Press Release

Gaylen Gerber and Joe Scanlan

Nicole Klagsbrun Gallery is pleased to feature work bu Chicago artists Gaylen Gerber and Joe Scanlan. This joint exhibition is a result of Gerber having an idea for a painting that would work well in tandem with some art of activity in front of it, an activity that would accentuate its intended role. He asked Scanlan to exhibit with him and Scanlan agreed, think that a focusing device like Gerber’s painting’s “yes” the objects respond “no” and a conversation thus ensues to which we, as viewers, can add our own thoughts and voices.

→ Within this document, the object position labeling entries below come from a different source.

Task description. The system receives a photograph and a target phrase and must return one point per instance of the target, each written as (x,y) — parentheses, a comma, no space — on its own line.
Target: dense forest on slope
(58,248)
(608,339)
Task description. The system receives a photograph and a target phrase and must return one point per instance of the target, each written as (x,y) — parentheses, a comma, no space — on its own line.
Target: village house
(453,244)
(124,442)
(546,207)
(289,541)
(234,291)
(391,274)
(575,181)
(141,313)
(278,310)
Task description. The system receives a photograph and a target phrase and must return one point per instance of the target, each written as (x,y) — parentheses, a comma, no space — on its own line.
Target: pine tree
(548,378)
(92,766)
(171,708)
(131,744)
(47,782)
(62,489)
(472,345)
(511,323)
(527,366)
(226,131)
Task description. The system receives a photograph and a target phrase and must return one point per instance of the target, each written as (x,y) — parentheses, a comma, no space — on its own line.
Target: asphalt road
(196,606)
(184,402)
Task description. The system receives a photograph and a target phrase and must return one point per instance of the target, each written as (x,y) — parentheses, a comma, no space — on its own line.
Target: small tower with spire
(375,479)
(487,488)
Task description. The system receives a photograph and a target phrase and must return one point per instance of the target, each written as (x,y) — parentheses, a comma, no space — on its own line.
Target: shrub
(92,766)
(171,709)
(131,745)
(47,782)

Gaylen Gerber’s site-specific monochromatic paintings cover one entire wall of the gallery, mimicking the space’s institutional scale. Spare, conceptual, certainly minimalist in appearance, only the smallest of painterly details is evident: the weave of the canvas and the imperfections in the gray pigment applied to it. The painting presents itself and represents the wall: it is barely distinguishable and yet inseparable from the room in which it is located. The viewer, actively solicited to make sense of such an ambitious work, is soon frustrated by the simultaneous act of revealing and concealing, postmodernist deconstruction and modernist abstraction, at play in it. But this frustration arises from one’s need to fix the work, an activity the piece refutes, suggesting instead the rewards of suspending such a desire in favor of experiencing the painting. The apparent “uselessness’ of the image thus disappears, replaced by a rich perceptual interchange which, among other things, exposes the intimate intricate workings of the interpretive act.


Joe Scanlan’s work for this show is also site-specific, albeit not in the traditional sense of that phrase. Scanlan’s nesting bookcases, starter pot, mirror, growth medium are selected and situated in such a fashion as to “add a sense of scale and space and narrative to [Gerber’s] painting.” (artists’ statement). Exuding resourcefulness, environmental awareness, and practically with a clumsy grace, Scanlan’s works challenge the limited parameters of art, calling up a context which extends beyond the ordinary presence of the art object, The pieces’ assembly-line practicality would appear more at home in apartments or home-improvement stores than in an art gallery, their functionality evidence of daily activities and a personal economy. Barriers between art and life are thus dissolved and the question posed as to what kind of relationship exist between objects, viewers and the social and architectural spatial setting. Thus the juxtaposition of Gerber and Scanlan’s art is much more than a mere exercise in comparison/contrast, speaking to and about currently accepted use, exchange, and aesthetic values.